Repubblica - Palermo, per i portieri tutto da rifare. Gomis resta un'incognita

Repubblica - Palermo, per i portieri tutto da rifare. Gomis resta un'incognita

In casa Palermo è tempo di scelte. Dopo aver archiviato una stagione intensa e in attesa dell’ufficialità sulla conferma del ds Osti e dell’arrivo in panchina di Pippo Inzaghi, il club rosanero è pronto a riordinare le idee e tuffarsi sul mercato. Tra i dossier più urgenti, c’è quello relativo al portiere.

Ne ha parlato in particolare Alessandro Geraci nel suo approfondimento su 'La Repubblica' di stamattina.

Emil Audero non farà parte del nuovo corso: il numero uno, arrivato a gennaio in prestito dal Como, ha già salutato i tifosi con un post carico di gratitudine sui social: «Grazie Palermo. Sono stati mesi intensi che hanno arricchito il mio bagaglio». Il diritto di riscatto fissato dal club lombardo è stato ritenuto troppo elevato dal City Football Group, e con un contratto in essere fino al 2028, ogni ipotesi di permanenza è ormai tramontata: Como vuole monetizzare, e il Palermo ha scelto di guardare altrove.

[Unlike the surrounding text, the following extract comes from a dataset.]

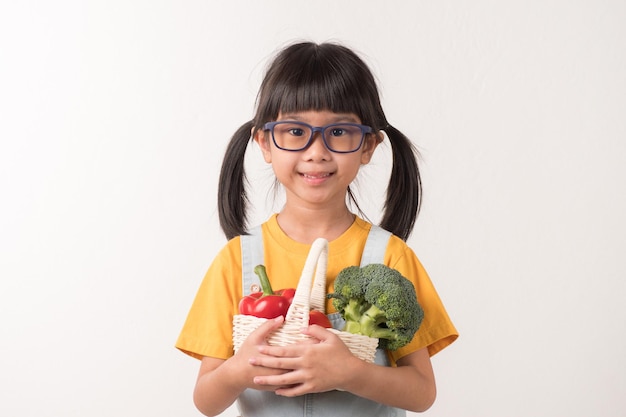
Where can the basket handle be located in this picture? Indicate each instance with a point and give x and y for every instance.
(307, 296)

Il rebus, però, resta. Chi difenderà i pali nella prossima stagione? Al momento, il club non ha ancora una risposta certa. La soluzione interna Desplanches, pur interessante in prospettiva, ha mostrato tutti i limiti dell’inesperienza. Il giovane portiere, oggi 22enne, è stato lanciato nella mischia l’anno scorso in modo forse affrettato, dopo l’infortunio estivo di Gomis. Senza un’alternativa pronta alle spalle, è stato costretto a reggere un peso eccessivo, diventando suo malgrado il bersaglio di critiche figlie di problemi collettivi. Adesso per lui, sotto contratto per altre tre stagioni, l’idea è quella di un prestito: per proteggerne la crescita e valorizzare un investimento importante (circa 2 milioni).

L’altro nome in uscita è quello di Salvatore Sirigu. Tornato a Palermo tredici anni dopo l’ultima volta, ha firmato da svincolato per completare il reparto, ma non rinnoverà. Età (38 anni), condizioni fisiche precarie e alcune prestazioni deludenti (su tutte quelle contro Napoli e Reggiana) hanno pesato nella scelta della società. Un ritorno dal sapore nostalgico, ma che si chiude senza rimpianti, con la dignità di chi ha voluto chiudere il cerchio.

E poi c’è Gomis. È forse questo il vero punto interrogativo. Il senegalese, dopo un buon precampionato e una buona intesa con l’ambiente, era stato individuato come titolare designato per accompagnare la crescita di Desplanches. Ma la lesione al tendine rotuleo, rimediata ad agosto, ha costretto a rivedere i piani. Operato e poi fermo per sei mesi, è tornato ad allenarsi, anche se non ancora al 100%. A fine stagione ha voluto ribadire il proprio attaccamento con parole significative: «Guardo avanti per un futuro roseo come i nostri colori, in attesa di dare il mio contributo».

Il contratto in scadenza nel 2025 e la disponibilità a partire dalle retrovie fanno di Gomis una figura ancora utile. Ma il Palermo non può permettersi un’altra stagione con dubbi tra i pali. Servirà un primo portiere affidabile, pronto fin da subito, e un’alternativa solida da inserire nei momenti chiave. Gomis potrebbe essere questa riserva di lusso, se risponderà bene in ritiro.

Per adesso, di nuovi nomi sul tavolo non ce ne sono. Ma i movimenti sotto traccia non mancano. Vietato sbagliare: il club lo ha ribadito, niente scelte affrettate. Solo decisioni lucide e misurate.